Every bull market is born in the zenith of the bear and is it possible that the worry about production and investment destruction has over taken the reality of current demand destruction. And the worry is valid considering we have ongoing cut backs by OPEC, strikes in Brazil, plunging rig counts, falling government investment - is the energy complex just a supply crunch waiting to happen? The International Energy Agency’s Dr Fatih Birol defiantly thinks so and is raising those very concerns. Dr. Birol is warning that the global economic downturn which has substantially weakened demand for energy has also slowed government investment in traditional forms of energy. If the economy picks up sharply he says that we will be surprised by how quickly we will go through oil supply. He says that governments around the world have cancelled projects that would originally have required two million barrels of oil per day. This has driven price levels of energy sources down, and in turn, disincentives governments and companies from further investments in the sector. Also, most projects require access to very substantial amounts of credit, which many companies cannot get in this climate.

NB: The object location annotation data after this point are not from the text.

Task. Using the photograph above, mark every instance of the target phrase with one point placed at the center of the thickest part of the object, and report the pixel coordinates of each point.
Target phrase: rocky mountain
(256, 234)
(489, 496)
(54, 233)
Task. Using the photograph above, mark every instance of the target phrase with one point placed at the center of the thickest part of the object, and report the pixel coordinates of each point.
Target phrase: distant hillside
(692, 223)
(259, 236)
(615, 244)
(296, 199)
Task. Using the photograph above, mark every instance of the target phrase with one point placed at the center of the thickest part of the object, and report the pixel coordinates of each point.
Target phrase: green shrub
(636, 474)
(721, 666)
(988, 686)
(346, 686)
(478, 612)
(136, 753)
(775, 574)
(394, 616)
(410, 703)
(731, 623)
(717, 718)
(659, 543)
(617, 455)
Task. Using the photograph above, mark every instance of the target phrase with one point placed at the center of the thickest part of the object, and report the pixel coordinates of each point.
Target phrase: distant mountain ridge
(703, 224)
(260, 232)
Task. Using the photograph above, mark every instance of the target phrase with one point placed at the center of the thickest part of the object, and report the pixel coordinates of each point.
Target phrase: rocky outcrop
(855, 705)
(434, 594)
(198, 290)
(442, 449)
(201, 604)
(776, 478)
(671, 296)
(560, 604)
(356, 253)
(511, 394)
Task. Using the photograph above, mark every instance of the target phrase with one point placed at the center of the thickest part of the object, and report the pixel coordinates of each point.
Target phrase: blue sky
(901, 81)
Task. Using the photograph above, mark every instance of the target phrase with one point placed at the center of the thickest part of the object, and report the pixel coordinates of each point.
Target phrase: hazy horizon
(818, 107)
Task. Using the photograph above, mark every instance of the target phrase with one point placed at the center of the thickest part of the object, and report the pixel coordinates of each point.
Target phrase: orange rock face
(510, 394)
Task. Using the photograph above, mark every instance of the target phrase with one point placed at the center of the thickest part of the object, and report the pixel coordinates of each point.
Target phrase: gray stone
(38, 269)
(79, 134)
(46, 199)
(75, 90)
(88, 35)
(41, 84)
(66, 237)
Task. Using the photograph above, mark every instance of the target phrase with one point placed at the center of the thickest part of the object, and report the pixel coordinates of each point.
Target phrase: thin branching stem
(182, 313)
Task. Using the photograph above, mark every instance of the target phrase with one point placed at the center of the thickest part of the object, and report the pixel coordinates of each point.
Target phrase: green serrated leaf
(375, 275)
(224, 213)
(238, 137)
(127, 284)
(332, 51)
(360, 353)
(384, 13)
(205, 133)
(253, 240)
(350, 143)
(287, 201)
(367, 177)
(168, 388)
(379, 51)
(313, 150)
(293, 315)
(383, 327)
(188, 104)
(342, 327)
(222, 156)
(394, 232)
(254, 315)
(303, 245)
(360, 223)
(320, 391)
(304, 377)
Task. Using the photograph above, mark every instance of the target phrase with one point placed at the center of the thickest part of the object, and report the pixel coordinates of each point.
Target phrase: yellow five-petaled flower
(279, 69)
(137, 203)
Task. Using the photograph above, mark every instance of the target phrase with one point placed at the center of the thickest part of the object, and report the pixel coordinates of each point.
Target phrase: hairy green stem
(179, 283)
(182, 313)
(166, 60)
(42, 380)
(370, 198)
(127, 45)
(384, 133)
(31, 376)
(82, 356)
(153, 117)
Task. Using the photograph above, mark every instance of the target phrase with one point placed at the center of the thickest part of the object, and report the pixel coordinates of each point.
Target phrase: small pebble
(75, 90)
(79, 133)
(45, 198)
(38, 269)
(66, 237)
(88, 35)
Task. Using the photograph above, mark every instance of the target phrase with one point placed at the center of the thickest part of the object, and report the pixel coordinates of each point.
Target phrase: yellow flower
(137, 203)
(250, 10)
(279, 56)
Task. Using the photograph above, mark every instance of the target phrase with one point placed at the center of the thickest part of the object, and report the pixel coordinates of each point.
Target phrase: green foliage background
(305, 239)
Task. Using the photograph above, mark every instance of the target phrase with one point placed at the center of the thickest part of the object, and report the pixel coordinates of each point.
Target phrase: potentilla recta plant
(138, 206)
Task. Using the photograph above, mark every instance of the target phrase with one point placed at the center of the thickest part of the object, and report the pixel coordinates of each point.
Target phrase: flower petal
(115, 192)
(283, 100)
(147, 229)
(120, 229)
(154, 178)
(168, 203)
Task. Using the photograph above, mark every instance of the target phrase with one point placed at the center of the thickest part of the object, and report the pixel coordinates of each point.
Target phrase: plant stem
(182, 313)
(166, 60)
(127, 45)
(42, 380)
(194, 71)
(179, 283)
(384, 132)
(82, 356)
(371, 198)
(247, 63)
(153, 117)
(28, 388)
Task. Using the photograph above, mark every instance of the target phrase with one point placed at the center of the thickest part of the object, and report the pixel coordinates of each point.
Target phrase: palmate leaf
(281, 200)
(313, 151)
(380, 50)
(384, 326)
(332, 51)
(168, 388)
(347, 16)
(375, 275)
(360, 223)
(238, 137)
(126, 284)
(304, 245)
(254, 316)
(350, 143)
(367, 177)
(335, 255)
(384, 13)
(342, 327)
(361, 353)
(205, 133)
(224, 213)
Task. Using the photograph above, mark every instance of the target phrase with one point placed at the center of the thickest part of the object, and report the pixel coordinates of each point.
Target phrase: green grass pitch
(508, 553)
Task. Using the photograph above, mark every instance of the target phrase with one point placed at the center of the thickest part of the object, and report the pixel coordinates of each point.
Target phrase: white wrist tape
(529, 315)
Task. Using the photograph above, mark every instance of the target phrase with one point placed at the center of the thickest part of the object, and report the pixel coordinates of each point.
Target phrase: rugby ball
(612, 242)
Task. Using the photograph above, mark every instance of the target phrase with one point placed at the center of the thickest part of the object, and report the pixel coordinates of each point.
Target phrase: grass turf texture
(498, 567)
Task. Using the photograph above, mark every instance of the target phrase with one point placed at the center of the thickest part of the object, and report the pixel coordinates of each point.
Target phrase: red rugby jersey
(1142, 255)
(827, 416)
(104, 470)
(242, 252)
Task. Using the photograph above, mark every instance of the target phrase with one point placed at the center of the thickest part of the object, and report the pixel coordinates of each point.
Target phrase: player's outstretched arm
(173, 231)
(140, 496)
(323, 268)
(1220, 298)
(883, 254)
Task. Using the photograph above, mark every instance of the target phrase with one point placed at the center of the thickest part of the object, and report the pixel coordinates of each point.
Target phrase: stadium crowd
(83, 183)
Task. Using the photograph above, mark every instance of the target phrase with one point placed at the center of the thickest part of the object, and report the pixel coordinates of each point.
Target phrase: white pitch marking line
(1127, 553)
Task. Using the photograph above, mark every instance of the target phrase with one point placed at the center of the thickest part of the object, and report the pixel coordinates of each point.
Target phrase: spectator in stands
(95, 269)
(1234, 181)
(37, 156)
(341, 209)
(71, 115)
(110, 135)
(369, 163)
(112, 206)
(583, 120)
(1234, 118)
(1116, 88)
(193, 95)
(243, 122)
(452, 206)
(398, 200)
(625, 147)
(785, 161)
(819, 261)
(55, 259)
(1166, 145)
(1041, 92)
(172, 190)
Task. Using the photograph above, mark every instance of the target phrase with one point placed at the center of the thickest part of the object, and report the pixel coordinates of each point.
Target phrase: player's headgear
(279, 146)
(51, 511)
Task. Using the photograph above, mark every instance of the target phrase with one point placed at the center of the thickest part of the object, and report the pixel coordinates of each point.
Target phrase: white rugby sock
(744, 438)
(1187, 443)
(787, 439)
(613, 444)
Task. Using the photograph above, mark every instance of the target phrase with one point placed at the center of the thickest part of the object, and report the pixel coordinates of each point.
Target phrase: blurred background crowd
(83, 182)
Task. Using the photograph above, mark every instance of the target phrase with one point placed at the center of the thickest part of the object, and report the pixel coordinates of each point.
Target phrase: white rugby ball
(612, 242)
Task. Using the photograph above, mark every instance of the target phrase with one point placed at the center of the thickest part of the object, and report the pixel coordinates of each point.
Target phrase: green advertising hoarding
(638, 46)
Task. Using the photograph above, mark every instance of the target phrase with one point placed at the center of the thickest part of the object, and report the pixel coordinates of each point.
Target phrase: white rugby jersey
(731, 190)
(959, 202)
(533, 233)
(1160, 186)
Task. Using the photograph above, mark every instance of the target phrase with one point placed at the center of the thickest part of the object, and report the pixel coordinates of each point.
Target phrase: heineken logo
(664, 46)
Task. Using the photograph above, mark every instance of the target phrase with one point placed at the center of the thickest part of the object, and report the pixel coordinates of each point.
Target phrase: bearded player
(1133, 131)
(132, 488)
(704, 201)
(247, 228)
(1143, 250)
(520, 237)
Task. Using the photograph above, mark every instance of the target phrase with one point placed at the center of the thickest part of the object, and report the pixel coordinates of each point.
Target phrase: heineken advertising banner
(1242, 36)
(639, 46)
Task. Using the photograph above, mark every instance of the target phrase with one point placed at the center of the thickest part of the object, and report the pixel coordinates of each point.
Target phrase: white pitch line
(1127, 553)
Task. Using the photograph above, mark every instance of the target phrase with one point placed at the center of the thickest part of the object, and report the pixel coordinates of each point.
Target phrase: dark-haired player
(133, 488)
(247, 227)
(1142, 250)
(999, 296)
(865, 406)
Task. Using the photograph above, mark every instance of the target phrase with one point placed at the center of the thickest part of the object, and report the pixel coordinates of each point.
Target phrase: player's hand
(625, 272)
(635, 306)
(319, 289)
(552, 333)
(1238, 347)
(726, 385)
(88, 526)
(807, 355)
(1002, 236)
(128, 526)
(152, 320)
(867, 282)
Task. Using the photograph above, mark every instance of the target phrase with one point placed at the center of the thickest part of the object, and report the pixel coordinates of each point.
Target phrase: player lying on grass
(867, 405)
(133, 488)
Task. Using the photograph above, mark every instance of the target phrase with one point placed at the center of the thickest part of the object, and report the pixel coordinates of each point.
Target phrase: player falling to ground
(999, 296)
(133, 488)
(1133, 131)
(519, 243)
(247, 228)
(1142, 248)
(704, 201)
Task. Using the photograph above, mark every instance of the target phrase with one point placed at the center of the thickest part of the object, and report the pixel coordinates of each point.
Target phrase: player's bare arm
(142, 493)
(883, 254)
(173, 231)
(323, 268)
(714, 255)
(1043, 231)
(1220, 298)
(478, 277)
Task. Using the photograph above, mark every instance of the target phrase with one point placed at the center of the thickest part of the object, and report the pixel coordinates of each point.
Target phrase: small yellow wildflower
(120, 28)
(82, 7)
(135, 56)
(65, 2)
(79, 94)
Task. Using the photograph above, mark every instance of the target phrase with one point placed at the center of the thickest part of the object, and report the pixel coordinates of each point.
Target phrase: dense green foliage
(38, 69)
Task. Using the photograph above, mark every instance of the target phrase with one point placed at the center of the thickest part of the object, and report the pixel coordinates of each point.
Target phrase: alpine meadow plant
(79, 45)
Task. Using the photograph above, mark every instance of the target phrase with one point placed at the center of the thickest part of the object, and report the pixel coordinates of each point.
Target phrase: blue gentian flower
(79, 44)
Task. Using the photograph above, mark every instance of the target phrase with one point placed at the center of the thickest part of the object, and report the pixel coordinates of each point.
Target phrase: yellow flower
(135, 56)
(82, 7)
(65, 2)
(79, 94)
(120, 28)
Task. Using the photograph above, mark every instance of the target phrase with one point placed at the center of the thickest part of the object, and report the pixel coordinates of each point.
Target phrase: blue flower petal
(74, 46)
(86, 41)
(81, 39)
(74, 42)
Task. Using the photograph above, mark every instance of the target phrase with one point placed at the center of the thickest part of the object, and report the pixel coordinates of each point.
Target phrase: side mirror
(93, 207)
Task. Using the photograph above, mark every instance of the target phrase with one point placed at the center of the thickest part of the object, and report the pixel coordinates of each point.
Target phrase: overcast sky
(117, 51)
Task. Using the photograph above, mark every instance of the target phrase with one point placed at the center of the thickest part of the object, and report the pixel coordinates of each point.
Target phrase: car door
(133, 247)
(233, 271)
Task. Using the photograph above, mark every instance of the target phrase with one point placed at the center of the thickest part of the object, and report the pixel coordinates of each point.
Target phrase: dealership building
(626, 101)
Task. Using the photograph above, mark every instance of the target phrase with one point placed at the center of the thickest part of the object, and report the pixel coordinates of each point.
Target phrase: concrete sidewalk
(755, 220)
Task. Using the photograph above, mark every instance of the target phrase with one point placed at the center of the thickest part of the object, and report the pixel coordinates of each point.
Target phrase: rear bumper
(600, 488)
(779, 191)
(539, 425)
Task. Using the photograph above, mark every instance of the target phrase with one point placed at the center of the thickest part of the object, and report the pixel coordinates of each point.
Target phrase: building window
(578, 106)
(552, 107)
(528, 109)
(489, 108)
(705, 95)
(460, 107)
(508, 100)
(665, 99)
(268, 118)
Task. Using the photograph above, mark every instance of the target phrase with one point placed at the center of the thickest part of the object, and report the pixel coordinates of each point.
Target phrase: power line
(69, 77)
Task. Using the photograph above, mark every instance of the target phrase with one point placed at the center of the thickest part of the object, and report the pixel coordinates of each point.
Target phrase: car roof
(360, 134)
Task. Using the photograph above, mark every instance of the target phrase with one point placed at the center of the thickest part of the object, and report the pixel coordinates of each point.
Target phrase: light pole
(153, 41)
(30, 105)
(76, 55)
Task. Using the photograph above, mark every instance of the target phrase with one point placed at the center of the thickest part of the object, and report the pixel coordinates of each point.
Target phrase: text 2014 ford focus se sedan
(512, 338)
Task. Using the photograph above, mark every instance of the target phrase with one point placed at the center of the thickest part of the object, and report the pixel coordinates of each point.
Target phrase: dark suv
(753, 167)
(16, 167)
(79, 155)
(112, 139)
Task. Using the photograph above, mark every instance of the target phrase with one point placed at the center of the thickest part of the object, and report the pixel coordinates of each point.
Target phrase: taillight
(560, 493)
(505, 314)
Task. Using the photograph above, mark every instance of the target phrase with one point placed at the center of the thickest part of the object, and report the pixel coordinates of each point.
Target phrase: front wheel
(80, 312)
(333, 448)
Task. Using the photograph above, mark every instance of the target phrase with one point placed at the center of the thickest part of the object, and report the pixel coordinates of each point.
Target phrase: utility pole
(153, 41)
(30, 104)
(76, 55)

Those fears were echoed in a new report by Cambridge Energy Research that says the slowdown in investment in oil and gas production could cut nearly eight million barrels a day of future oil supply growth, setting the stage for another big crude price surge in years to come. CERA cut has an estimate for world oil production capacity of 109 million barrels a day by 2014 from the current 94.5 million barrels a day but now is concerned that 7.6 million barrels a day, or slightly more than half of that increase, is at risk due to project deferrals or cancellations.
Of course all of that is true over the long term but in the short term it will take some time to work off the current massive over supply. It is possible that the market is trying to ration current supply with high prices anticipating a tighter situation in the future. Of course that is assuming that the desperate measures to save the global economy don’t create unforeseen ramifications months and years down the road. The many bulls that have been stunned by the veracity of the recent rally seem to fail to grasp the impact that the Fed’s quantitative easing has had on price. This perhaps is the most bullish fundamental you can get. The easing is the perfect concoction of stimulation and inflation that is so bullish for commodities it makes your mouth water. Buy today and damn the consequences for the future at least until the stagflation ruins the taste. Until then, or a reversal of Fed policy, commodities are going to be inflated.
Yet you cannot underestimate how bullish Obama’s budget is to the price of oil. His attack on the US oil and gas industry will take more money out of the pocket of the average American than they will get in a tax rebate. Gosh wait, it looks like the rebate - even for the middle class! - will get killed. Oh well. Is this still change we can believe in?
Oh sure in the short term the market is reacting to the historic moves by the Fed and the most inflationary anti-business budget ever created in the United States of America. This is the type of budget that penalizes success, hard work and ingenuity that has characterized the US oil and gas industry and replaces it with research and development. While we wait for the wind farms and the clean coal plants and smart grid to be built the poor can go broke paying for energy. Just a little more change were forced to believe in - is this still America? What country are we in.